If one wanted to define this interface in a BUILD.bazel file, one would do so as follows. This presumes of course that the sensor_msgs and std_msgs packages have been added to the workspace. This will be automatically the case if you are using a root MODULE.bazel file from one of our releases.

load("@ros//:interfaces.bzl", "ros_interface")

ros_interface(
   name = "example_msg",
   src = "Example.msg",
   deps = [
      "@sensor_msgs//msg:CompressedImage",
      "@std_msgs//msg:String",
   ],
)

If you have prior experience building a ROS package, you might be surprised that dependency is now described at the message, not the package level. This is a conscious design choice to allow for more fine-grained dependency and faster build times. At the point where you want to use this interface in a C++ node, you would need to transform this (and perhaps combine with other messages) into a cc_ros_library target.

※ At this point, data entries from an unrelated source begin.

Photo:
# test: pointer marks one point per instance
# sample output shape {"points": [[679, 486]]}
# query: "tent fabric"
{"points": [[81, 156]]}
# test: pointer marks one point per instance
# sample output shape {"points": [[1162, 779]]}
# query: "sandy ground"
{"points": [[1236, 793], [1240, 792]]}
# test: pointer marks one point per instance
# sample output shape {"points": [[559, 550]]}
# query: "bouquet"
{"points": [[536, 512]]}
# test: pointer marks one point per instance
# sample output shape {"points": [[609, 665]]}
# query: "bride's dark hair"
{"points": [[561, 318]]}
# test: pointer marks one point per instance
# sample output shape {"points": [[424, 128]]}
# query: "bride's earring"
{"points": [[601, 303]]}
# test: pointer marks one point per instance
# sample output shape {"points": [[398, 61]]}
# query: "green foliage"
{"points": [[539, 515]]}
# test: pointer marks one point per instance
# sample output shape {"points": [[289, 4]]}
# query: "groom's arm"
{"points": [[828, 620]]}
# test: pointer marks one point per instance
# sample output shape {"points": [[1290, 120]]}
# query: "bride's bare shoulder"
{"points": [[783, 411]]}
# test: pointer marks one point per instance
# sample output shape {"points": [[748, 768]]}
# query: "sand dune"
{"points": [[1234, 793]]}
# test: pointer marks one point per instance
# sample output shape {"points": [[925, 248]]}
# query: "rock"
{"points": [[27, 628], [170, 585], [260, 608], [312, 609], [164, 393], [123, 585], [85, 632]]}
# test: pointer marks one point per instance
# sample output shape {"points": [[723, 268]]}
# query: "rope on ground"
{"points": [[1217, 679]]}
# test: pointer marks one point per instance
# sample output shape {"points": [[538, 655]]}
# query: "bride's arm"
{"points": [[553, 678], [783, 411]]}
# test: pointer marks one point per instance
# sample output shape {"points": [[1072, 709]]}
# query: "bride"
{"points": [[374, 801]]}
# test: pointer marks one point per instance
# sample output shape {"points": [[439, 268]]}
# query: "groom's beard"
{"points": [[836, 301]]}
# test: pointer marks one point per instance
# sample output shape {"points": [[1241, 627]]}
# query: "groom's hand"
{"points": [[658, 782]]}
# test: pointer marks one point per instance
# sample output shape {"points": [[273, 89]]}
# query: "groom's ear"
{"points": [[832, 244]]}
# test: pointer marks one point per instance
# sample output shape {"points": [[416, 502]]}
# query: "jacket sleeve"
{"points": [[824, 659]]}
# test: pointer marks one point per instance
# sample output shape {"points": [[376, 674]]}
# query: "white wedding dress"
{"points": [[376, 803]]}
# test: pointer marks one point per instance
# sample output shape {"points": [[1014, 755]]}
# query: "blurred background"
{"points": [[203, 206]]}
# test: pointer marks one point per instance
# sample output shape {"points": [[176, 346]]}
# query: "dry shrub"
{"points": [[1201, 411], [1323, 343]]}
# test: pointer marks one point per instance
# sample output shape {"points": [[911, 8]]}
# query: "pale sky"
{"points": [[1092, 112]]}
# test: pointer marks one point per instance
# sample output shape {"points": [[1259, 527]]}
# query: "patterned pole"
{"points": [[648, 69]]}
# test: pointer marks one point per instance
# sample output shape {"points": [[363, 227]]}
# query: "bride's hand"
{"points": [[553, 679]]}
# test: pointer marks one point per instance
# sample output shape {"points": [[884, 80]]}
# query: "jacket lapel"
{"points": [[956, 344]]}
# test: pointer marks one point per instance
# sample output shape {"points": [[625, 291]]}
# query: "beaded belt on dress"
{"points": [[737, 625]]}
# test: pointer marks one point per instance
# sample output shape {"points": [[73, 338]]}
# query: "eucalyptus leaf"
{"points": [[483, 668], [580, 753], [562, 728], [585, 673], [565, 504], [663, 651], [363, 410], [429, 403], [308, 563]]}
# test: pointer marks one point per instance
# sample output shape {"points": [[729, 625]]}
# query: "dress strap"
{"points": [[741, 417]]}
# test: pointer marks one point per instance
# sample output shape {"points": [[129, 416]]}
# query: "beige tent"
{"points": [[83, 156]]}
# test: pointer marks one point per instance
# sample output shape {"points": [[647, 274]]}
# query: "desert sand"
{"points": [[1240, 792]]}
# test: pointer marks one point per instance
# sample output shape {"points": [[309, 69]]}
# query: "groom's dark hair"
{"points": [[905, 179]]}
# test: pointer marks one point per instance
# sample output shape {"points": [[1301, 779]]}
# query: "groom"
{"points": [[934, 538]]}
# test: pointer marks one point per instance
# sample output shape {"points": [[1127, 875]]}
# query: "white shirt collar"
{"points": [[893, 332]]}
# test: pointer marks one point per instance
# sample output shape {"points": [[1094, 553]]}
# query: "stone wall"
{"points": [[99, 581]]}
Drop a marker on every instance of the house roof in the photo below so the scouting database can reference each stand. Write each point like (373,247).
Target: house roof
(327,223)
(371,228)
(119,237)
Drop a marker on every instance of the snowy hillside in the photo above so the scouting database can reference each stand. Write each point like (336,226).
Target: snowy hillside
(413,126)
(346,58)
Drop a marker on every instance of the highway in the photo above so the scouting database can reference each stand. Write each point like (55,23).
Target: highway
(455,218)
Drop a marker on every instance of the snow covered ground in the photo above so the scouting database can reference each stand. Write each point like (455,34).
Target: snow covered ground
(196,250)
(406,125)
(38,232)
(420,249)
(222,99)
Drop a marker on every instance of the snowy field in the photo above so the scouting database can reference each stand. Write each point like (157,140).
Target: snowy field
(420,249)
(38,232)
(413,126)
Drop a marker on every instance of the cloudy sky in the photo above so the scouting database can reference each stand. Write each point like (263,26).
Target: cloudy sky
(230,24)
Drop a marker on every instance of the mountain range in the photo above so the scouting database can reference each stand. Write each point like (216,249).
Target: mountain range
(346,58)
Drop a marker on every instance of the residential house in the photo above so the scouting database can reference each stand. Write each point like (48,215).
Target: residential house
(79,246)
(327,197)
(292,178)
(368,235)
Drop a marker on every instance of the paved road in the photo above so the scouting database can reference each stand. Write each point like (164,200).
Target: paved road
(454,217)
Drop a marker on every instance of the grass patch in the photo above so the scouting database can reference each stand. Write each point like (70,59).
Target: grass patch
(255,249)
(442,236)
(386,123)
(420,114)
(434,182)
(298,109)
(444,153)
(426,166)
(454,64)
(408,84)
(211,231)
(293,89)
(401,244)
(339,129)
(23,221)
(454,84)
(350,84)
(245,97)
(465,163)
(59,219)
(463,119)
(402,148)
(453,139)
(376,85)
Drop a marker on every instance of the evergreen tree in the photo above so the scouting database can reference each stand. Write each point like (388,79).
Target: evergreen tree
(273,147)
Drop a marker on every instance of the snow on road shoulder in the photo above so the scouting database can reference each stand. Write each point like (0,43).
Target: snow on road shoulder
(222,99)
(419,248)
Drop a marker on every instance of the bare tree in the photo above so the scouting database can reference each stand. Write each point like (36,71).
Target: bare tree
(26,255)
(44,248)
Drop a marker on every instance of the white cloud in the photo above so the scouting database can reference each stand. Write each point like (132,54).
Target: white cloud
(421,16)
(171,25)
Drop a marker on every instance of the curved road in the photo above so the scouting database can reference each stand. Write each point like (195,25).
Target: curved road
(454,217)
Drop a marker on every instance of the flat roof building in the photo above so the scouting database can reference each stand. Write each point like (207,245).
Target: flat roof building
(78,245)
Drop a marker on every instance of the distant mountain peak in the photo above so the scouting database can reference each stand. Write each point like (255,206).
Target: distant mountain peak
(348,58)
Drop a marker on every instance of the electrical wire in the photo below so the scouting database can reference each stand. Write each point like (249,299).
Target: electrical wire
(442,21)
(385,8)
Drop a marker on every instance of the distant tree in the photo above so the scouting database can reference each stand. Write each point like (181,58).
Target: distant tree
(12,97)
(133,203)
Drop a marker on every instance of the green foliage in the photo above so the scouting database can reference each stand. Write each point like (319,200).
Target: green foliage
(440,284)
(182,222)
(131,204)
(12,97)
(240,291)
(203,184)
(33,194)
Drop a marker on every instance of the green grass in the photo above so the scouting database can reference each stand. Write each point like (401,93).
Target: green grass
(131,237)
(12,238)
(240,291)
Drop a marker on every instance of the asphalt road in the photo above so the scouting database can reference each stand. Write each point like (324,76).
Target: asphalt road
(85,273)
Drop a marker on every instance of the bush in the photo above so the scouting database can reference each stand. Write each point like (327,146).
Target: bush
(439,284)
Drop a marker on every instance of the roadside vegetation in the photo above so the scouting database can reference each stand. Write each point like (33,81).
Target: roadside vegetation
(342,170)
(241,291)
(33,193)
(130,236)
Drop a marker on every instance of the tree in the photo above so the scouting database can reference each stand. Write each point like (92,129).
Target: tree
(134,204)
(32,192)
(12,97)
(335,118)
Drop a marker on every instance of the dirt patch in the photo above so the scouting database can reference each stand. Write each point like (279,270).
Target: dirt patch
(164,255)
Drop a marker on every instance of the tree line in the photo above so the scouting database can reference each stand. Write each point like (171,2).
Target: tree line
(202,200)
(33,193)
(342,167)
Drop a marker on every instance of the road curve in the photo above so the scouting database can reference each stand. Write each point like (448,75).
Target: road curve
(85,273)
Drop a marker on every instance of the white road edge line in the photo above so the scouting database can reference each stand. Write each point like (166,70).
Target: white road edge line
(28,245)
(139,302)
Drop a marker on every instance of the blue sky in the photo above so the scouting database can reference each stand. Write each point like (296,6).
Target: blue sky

Here is what that looks like:

load("@rosidl_generator_c//:rules.bzl", "c_ros_library")

c_ros_library(
   name = "msgs_c",
   deps = [
      ":example_msg",
      "@sensor_msgs//msg:Imu",
   ],
)

load("@rosidl_generator_cpp//:rules.bzl", "cc_ros_library")

cc_ros_library(
   name = "msgs_cc",
   deps = [
      ":example_msg",
      "@sensor_msgs//msg:Imu",
   ],
)

load("@rosidl_generator_py//:rules.bzl", "py_ros_library")

py_ros_library(
   name = "msgs_py",
   deps = [
      ":example_msg",
      "@sensor_msgs//msg:Imu",
   ],
)

What’s interesting about this example is that both @sensor_msgs//msg:Imu and @sensor_msgs//msg:CompressedImage depend on @std_msgs//msg:Header. Bazel’s action graph is aware of this, and will generate and build @std_msgs//msg:Header once, and the result will be re-used.